«Но зато пастернаки у них превосходные. Лично я предпочитаю. – И с улыбкой промурлыкал: – Танцевала рыба с раком, а петрушка с пастернаком, сельдерея с чесноком, а индея с петухом… Сотрапезники рассмеялись и заказали по моему совету тушеный пастернак. От того и повелась наша дружеская привычка, на эту пару дней в месяц».
На каком языке это все написано и что значит? Или вот это: «Все эти улочки в те поры были истыканы сквалыжными притонами». Не знаете? Вот и я тоже…
В издательстве «Симпозиум», где раньше выходил Эко, переводы Костюкович подвергали «углубленной редактуре» – то есть просто-напросто переписывали от первого слова до последнего, – но выпускали под ее фамилией (а не под фамилией ее постоянного «редактора» Александры Глебовской), вследствие чего «культовость» преумножалась или как минимум сохранялась.
Однако петербургский «Симпозиум» уже несколько лет «лежит» – и тот же Умберто Эко уплыл в богатенький столичный Corpus. А там – то ли не осмелились редактировать (то есть переписывать) знаменитую переводчицу, то ли просто-напросто поленились заглянуть в выпускаемый текст.
Елена Костюкович выступила в книге «Пражское кладбище» и как автор предисловия: надменно, на великолепном (в самоощущении) русском, возразив и раввинам, да и чуть ли не всем римским папам сразу. Отмыв черного Эко добела. Как ей кажется. Особенно приглянулось мне вот такое рассуждение:
«С первой же строки Эко ставит себе трудную задачу: пиша книгу как монолог от первого лица, вызвать в читателе по отношению к герою отчетливую рвотную реакцию. Нелегко пришлось и переводчику.
У писателя это получилось. Будем надеяться, получилось и по-русски».
ПИША… Получилось! «Благоволительницы», кстати, переведены довольно недурно – но их это не спасает. А «Пражское кладбище» – в сущности недурной роман, но в таком переводе читать его невозможно.
Ну, и не читайте. НЕ ЧИТАЙТЕ! Никто же вас не неволит.

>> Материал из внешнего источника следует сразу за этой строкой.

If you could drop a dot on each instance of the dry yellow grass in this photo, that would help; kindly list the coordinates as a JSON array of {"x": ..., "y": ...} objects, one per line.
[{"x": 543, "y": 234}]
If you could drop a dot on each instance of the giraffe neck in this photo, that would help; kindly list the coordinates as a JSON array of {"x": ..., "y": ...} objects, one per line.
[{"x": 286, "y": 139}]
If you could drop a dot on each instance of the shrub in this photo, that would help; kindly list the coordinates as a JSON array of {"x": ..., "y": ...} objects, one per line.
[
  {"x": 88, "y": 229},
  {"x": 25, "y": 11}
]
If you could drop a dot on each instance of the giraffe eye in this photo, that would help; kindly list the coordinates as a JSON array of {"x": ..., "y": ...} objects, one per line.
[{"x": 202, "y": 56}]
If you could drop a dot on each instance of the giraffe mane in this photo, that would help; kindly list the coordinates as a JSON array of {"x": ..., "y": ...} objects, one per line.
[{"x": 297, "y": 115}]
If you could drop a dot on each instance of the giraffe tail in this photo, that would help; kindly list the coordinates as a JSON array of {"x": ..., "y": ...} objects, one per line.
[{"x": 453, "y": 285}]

Свобода быть посредственностью[37]
Со «Свободой» и с ее автором Джонатаном Франзеном имеет смысл разобраться по-настоящему. Не в последнюю очередь потому, что это поможет кое-что понять и в современной отечественной литературе, да и в нас самих тоже. Предыдущий роман Франзена «Поправки» разошелся тиражом в три миллиона экземпляров. Выпущенная после девятилетней паузы и оперативно переведенная на русский «Свобода» наверняка побьет этот рекорд – чуть ли не с сигнальным экземпляром книги сфотографировался сам Барак Обама.
Да и критики наперебой сравнивают автора двух семейных саг Франзена, например, не с Джоном Голсуорси (Халсворти, – как презрительно транслитерировал В. В. Набоков), а, прошу прощения, со Львом Толстым. Благо и «Поправки», и «Анна Каренина» не так давно понравились самой Опре Уинфри!

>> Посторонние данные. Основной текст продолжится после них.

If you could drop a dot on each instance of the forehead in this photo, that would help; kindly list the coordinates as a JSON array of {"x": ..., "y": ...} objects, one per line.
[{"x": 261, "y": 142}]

«Свобода» очень милое чтение – и на всех своих шестистах страницах нескучное. Персонажи – славные, умные, культурные, безошибочно опознаваемые даже в несколько чуждых нам американских реалиях, хотя представить себе еврейского рок-композитора, в свободное от сочинения песен время работающего кровельщиком – и получающего за это деньги, сопоставимые с музыкантскими доходами, – нам столь же трудно, как опять-таки еврейскую баскетболистку из второй сборной США.
Меж тем это двое из четырех главных героев романа. Баскетболистка Патти выходит замуж за любящего, но нелюбимого Уолтера, рожает ему двух детей и в сорок пять лет уходит к рок-музыканту, которого любила всегда и с которым пару раз переспала несколько лет назад. Уходит после того, как музыкант, прочитав ее романизованную исповедь (Патти написала ее по совету психоаналитика), подсовывает разоблачительный текст обманутому мужу. К которому Патти, впрочем, еще несколько лет спустя возвращается.

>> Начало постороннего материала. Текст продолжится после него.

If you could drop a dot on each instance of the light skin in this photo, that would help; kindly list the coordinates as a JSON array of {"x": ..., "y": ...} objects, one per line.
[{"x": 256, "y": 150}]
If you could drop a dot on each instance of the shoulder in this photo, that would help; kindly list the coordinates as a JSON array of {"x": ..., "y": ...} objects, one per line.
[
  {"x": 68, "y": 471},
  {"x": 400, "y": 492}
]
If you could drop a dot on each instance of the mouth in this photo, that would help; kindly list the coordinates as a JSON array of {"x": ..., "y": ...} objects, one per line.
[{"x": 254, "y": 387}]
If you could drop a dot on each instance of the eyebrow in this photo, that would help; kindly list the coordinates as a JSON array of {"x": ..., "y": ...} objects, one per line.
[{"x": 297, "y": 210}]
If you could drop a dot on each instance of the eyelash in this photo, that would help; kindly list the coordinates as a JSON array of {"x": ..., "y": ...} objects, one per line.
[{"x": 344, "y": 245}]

Уолтер не просто обманутый муж, он еще несчастный отец и жестоко высмеянный самой жизнью юрист-эколог (то есть в хорошем смысле слова гринмэйлер). Сын Джоуи, умница и красавец, жестоко разочаровывает мать, в четырнадцатилетнем возрасте сойдясь с пятнадцатилетней соседкой из рабочей (и пьющей!) семьи и перебравшись в дом через двор на постоянное жительство – а через несколько лет все на той же подружке и женившись. Отца же он разочаровывает тем, что становится республиканцем. Хуже того – неоконсерватором (неоконом). Уолтер же, естественно, демократ. И у них в Америке это важно.